Em AM, canta-se sobre amores e desamores. Turner passa maior parte do disco cheio de saudade de alguém, a tentar entender como lidar com a sua perda — mesmo que isso cause situações como a booty-call descrita de forma direta em “Why’d You Only Call Me When You’re High?” — e a escrever coisas que eram perfeitas para a Tumblr era (e, curiosamente, para a TikTok era). Em “No. 1 Party Anthem”, faixa bowiesca que antecipa aquilo que os Arctic Monkeys exploraram no excelente Tranquility Base Hotel & Casino (2018) e no ok The Car (2022), Turner declama uma série de versos dignos de adolescente apaixonado pela sua Jordana Bevan: “Drunken monologues, confused because / It’s not like I’m falling in love, I just want you / To do me no good / And you look like you could”. Em “Arabella”, canção rock divertida, porém sui-generis (e é um rip-off assumido de “War Pigs” dos Black Sabbath), poesia digna de um adolescente que acabou de descobrir Bukowski. “She’s made of outer space / And her lips are like the galaxy’s edge / And her kiss the colour of a constellation / Fallin’ into place”. E quanto menos falarmos da musicalização do poema de John Cooper Clarke na forma de “I Wanna Be Yours”, faixa que termina o disco e que certamente terá sido cantada por tanto adolescente ao ouvido do seu queride. Afinal, quantas relações nascidas em 2013 ou 2014 terão esta canção como a canção da relação? Demasiadas…

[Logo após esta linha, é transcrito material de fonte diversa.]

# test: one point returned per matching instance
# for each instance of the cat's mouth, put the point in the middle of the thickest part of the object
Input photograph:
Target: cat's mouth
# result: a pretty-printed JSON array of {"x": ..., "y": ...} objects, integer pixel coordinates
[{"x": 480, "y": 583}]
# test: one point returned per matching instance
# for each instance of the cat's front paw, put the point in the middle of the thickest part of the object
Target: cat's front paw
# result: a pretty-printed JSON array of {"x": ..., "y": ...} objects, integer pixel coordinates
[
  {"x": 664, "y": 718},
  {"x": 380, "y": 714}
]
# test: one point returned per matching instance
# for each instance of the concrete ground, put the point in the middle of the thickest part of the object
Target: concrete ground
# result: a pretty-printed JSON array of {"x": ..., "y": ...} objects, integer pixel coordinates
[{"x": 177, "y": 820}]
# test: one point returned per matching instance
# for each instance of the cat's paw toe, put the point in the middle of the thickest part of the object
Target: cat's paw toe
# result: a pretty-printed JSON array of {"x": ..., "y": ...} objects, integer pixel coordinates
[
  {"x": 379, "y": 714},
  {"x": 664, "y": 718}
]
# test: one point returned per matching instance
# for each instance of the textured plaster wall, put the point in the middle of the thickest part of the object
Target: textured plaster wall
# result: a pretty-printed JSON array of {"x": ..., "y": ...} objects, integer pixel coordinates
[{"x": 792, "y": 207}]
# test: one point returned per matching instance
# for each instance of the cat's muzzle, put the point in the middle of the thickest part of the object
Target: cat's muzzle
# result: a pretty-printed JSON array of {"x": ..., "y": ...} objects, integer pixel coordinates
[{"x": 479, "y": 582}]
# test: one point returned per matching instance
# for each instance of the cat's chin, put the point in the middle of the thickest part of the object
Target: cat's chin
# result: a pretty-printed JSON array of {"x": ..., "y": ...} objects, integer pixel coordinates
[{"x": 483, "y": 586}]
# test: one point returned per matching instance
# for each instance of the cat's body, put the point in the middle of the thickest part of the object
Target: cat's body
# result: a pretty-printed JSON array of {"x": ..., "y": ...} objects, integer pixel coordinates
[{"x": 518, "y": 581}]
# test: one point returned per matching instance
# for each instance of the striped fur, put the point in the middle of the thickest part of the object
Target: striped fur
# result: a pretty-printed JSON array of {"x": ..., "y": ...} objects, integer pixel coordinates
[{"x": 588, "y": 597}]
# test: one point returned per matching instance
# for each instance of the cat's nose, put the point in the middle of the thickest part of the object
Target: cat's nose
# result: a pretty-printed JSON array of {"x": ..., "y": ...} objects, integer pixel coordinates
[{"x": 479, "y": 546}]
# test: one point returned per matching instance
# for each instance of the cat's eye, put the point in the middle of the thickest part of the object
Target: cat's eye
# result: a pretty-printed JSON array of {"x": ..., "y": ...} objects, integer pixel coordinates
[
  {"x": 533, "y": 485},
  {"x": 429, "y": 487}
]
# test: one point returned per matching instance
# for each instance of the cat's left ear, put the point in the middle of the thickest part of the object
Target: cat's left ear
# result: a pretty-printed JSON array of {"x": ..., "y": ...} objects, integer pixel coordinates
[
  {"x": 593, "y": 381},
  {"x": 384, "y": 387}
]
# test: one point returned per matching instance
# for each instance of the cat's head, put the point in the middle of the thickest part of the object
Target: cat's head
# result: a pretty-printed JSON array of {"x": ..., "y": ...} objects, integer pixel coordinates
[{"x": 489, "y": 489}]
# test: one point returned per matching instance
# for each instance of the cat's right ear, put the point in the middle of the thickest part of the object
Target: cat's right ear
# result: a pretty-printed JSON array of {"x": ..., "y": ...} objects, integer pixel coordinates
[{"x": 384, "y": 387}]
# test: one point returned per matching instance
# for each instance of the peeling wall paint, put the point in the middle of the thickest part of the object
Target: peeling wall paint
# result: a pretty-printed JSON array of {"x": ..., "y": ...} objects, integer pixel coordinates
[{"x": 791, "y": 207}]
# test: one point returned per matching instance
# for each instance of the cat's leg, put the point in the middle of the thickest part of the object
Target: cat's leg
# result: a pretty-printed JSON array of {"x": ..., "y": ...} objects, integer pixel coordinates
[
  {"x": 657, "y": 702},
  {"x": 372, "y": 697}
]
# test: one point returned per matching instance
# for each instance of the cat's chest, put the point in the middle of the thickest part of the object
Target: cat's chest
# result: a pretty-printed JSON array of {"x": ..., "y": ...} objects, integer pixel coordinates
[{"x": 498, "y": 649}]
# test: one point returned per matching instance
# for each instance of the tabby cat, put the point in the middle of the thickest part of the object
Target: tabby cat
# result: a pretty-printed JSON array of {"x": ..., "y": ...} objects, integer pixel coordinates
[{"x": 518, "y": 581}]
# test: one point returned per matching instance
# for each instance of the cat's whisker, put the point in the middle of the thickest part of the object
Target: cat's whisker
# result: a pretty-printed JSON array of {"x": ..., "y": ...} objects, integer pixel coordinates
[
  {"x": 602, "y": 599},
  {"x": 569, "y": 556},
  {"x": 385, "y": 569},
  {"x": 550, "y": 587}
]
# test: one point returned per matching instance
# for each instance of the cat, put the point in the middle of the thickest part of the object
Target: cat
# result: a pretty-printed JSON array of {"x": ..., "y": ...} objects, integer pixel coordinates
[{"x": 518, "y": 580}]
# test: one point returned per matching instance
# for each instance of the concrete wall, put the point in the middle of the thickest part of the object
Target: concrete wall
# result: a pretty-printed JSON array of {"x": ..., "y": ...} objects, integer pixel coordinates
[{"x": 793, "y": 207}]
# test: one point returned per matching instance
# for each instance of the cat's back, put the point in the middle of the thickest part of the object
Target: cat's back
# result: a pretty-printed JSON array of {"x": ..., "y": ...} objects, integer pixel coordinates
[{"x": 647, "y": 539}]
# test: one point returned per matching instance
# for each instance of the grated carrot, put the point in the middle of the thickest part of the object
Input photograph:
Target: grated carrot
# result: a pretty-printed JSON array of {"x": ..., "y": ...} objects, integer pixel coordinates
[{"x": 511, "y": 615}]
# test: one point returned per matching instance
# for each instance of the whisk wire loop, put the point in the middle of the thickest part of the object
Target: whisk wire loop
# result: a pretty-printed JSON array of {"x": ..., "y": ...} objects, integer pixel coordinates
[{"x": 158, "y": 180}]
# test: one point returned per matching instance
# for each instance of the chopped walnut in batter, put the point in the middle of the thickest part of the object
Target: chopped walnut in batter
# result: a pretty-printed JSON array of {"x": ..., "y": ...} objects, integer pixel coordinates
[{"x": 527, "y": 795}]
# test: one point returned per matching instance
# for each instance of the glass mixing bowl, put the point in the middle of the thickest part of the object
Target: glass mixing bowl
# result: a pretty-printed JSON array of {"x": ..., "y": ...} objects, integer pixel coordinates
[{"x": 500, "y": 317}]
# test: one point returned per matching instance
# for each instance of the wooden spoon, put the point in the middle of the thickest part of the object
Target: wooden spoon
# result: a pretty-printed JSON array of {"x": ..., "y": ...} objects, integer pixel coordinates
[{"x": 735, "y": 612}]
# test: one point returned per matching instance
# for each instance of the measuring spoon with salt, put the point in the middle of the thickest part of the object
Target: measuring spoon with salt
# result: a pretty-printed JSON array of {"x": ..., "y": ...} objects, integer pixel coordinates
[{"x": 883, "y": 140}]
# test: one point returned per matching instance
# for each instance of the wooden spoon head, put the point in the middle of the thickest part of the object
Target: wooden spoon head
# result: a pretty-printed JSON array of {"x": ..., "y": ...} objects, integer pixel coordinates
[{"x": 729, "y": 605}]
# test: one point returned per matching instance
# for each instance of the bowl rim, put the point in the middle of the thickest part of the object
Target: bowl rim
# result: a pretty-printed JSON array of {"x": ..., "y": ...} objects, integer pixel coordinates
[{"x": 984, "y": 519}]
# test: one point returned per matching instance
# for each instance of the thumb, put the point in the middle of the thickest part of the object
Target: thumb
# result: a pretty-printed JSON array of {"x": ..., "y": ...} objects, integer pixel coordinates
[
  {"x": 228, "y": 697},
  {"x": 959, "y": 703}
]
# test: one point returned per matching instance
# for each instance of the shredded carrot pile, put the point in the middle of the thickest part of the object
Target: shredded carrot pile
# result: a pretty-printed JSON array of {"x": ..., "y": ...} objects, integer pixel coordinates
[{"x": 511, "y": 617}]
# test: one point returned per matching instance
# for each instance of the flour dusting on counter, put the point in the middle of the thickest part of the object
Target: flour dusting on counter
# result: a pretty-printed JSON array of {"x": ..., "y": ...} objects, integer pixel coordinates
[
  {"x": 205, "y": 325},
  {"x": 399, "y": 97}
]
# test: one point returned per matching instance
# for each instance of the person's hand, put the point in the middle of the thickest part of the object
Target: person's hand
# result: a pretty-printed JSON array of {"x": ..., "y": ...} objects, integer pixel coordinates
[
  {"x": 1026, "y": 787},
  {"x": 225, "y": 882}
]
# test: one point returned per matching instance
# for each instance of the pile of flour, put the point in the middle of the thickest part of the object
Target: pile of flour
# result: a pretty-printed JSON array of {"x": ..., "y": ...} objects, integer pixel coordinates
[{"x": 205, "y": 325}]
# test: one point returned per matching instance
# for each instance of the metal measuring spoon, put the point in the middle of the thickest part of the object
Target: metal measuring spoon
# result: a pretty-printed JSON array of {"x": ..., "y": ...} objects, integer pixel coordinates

Mas há momentos de AM em que Turner relembra que é um dos melhores escritores de canções dos últimos 20 anos, mesmo quando está a tentar construir canções mais generalistas comparativamente com outros trabalhos dos Arctic Monkeys. As sucessivas questões de “Do I Wanna Know?” — “Have you got colour in your cheeks?”, “Are there some aces up your sleeve?”, “Have you no idea that you’re in deep?, “How many secrets can you keep?” — são icónicas, mesmo que algo pretensiosas. Em “R U Mine?”, idem. Quando Turner cruza o lado melancólico que banha AM com o seu lado cool, apresentado em versos como “And I go crazy ‘cause here isn’t where I wanna be / And satisfaction feels like a distant memory”, consegue atingir um equilíbrio que eleva o disco. Pelo meio, alguns momentos de eterna beleza, como é caso de “Fireside”, onde Turner cruza a sua capacidade para pintar universos recheados de ânsia e saudade com o embrulho pop de AM (“There’s all those places we used to go / And I suspect you already know / But that place on memory lane you like still looks the same / But something about it’s changed”). É uma pena que estes momentos não ocorram tantas vezes quanto podiam ao longo do disco, mas quando ocorrem, os Arctic Monkeys tiram todo o partido deles.
Dez anos depois, acredito que exista muita gente com histórias associadas a AM. Terá sido a banda sonora da primeira relação e de todos os eventos que isso envolve (incluindo o término — afinal AM é um disco sobre relações que terminam), o disco escutado nas viagens casa-escola, escola-casa, nos tempos livres como fundo para uma tarde de videojogos com amigos. Se calhar, AM foi o disco que te introduziu ao indie e te fez o melómano que és hoje. É um disco intemporal, no sentido que continua a mudar vidas e a causar impacto a quem nele encontra refúgio, mas, simultaneamente, é um disco que é um produto de uma época passada, que apesar de fresca nas memórias, parece já tão distante. Não é um disco fenomenal, mas é o disco que tudo mudou. Para o indie. Para os Arctic Monkeys. Para muita, muita gente.